Ma la storia è un ordito, molte volte, di eventi drammatici. La quiete monastica fu profanata da una epidemia di peste che decimò in maniera risolutiva la vita e provocò la decadenza del convento. Lo sparuto numero di monaci e monache sopravvissute entrarono a far parte, nel 1515, dell’Abbazia di Montevergine.
Cosa resta, oggi, del Goleto…   Torna alla mente la parabola evangelica della casa costruita sulla roccia.  Un insegnamento di Gesù che chiude il Discorso della Montagna. Il Goleto sarà, per sempre, la casa che resiste alle intemperie della vita. È nuovamente luogo di preghiera, di spiritualità e accoglienza per gli abitanti e i pellegrini.
 Rifiorisce una natura incontaminata, campi verdi, alberi centenari e orizzonti sconfinati abitati dal pendolarismo del sole con la luna e le stelle. In questo scenario l’acqua è l’elemento primordiale che scorre come linfa   in mille rivoli. Bagna la vegetazione. Salta irrequieta da varie altezze innalzando minute gocce che ricadono come pioggia benedetta sui campi coltivati. È il mondo visibile, un mondo che appare nella sua bellezza, un mondo in poesia.

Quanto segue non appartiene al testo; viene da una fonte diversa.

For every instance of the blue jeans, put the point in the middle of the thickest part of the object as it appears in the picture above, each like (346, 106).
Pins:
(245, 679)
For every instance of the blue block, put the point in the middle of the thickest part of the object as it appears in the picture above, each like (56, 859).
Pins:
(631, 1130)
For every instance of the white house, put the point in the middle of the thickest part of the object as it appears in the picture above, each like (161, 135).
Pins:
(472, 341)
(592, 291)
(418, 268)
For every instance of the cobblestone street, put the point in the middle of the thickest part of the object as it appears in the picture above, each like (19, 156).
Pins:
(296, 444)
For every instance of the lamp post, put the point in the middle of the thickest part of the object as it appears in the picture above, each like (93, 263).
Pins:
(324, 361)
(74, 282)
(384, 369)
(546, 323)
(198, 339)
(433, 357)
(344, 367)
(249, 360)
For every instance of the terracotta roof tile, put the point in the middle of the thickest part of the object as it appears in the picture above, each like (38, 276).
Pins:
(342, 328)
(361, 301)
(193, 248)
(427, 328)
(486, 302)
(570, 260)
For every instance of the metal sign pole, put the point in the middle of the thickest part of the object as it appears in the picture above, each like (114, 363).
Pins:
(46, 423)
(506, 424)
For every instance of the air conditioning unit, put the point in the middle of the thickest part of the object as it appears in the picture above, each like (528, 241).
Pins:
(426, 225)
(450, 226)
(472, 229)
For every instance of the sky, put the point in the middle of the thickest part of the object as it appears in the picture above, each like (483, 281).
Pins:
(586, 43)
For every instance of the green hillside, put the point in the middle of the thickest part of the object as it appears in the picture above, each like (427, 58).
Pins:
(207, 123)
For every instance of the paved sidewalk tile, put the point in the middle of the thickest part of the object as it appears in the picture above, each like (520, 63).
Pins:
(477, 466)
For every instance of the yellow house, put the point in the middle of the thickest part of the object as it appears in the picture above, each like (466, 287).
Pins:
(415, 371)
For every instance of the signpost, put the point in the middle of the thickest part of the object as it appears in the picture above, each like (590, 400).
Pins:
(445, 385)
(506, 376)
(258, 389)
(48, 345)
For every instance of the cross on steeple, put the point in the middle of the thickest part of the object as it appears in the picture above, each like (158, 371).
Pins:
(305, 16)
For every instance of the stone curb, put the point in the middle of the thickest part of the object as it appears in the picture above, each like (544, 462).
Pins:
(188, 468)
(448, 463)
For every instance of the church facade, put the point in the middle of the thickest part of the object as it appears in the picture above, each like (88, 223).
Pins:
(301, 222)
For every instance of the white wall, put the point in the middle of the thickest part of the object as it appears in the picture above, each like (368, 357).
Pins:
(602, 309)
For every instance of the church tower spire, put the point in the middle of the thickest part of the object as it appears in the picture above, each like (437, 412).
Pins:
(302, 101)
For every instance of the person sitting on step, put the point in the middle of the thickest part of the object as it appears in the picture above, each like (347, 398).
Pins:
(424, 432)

L’acqua è, anche, un mistero nascosto.   Una forza misteriosa, un refrigerio a questo mondo che è avvolto intorno a un nocciolo incandescente. Un’ acqua intatta che pudica si nasconde in grotte profonde, abissi. Modella, come abile artigiano, pugnali trasparenti di stalattiti e stalagmiti.   Ma per un tempo breve perché l’acqua è luce che riflette il giorno e i globi lucenti della notte. Sul palcoscenico della vita il suo narcisismo la rende bevibile, ammirata, desiderata, indispensabile alle cose create.
 Come amici di cordata il Sele e il Sabato da una iniziale solitudine si ritrovano e discendono insieme in un ideale abbraccio nella speranza di consolare lo smarrimento, la perdita d’identità     del piccolo   che dovrà disperdersi in cento e cento molecole originarie nella gola profonda dell’enormemente grande: il mare.
La Campania con le sue sorgenti è terra di acqua, terra che dà l’acqua. Un invaso liquido e trasparente, un bene comune che condivide la vita. Lambisce le coste del mare Adriatico. Guarda idealmente oriente e occidente, popoli ricchi di storia, terre benedette e   inquiete.